Actually, it might just be a slow release schedule that makes all these employees seem so lazy, as there will be one more mayor UI/UX overhaul for Symbian later this year – if you wonder, why Nokia does this, just look at the scheduled release of their first WP7 phone: It won´t be on the market that soon (christmas?), so Nokia has to keep Symbian alive to sell at least some handsets – and they do so without too many tears and crying, as Symbian development is being generously supported by the European Union (when I read about this for the first time, I only thought: What the h***?).

Many people have been asking what will happen to Qt when Nokia has killed (the previously tax payer funded) Symbian in 2013 or 2014 and MeeGo just remains a playground for R&D and a few others at Nokia – I don´t know the answer, but as this is a widely successful technology, I doubt that Nokia will dump it to the trash bin – they´ll much rather try to sell it, as this transition will be a costly process – and I am sure they will find a buyer, maybe Intel, as MeeGo relies on Qt quite heavily. 

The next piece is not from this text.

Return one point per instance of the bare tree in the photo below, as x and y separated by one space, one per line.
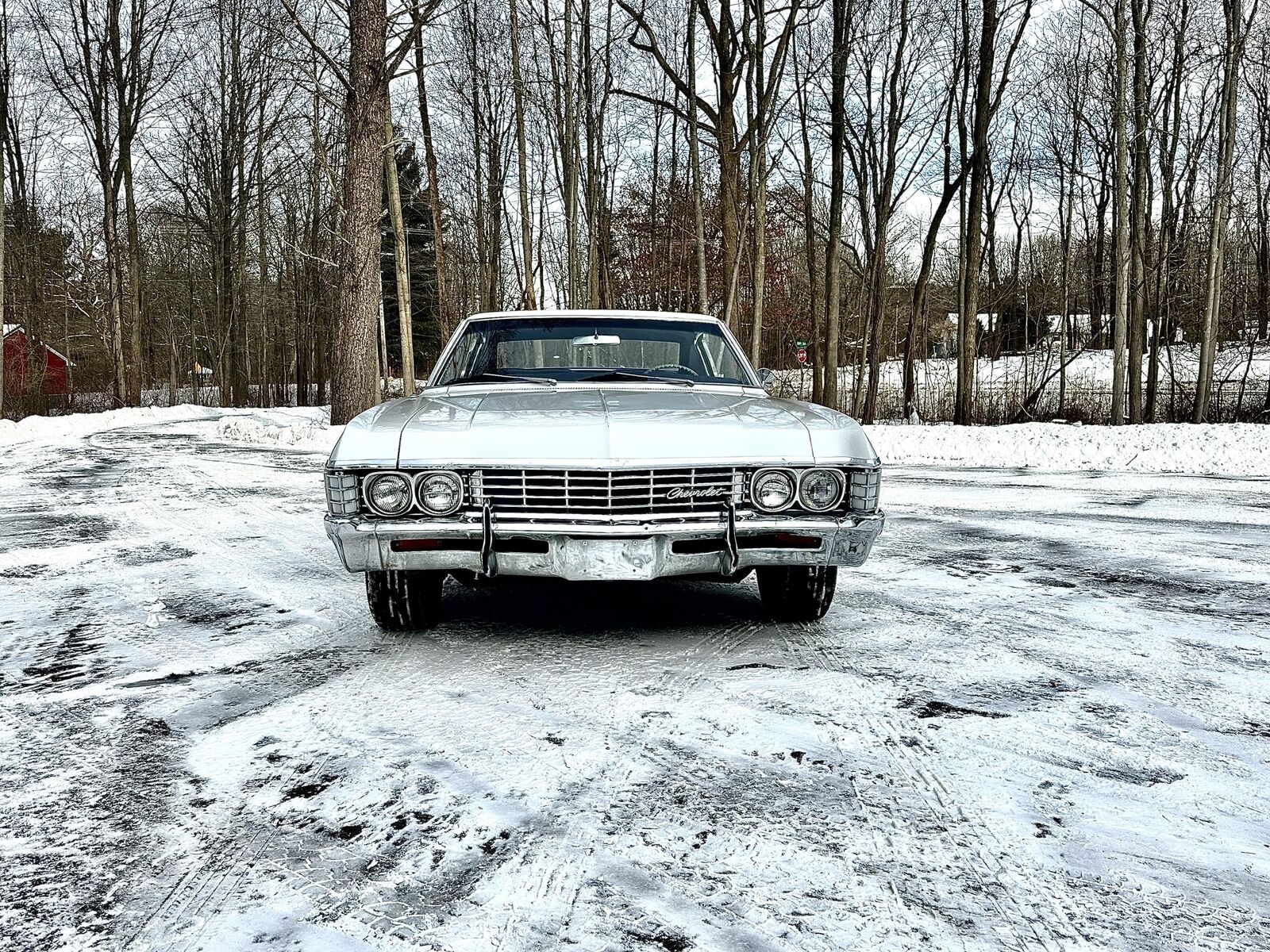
1232 52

All in all, this seems to be a sad move away from what sounded to be a promising idea: Symbian and MeeGo based smartphones with alike Qt based UI/UX – it´ s a move that happens before delivery. Nokia will face hard times with WP7 just as it would have with MeeGo/Symbian, it´s doubtable whether this move helps Nokia to bring down cost as they will have to pay a few US$ for each and every license. The winner of this move is Microsoft, as Nokia becomes the most committed WP7 handset manufacturer, and they gain access to Nokia´s OviMaps (some people bought Symbian phones just because of the free offline navigation Nokia offers) – Nokia remains struggling, just as it has been before.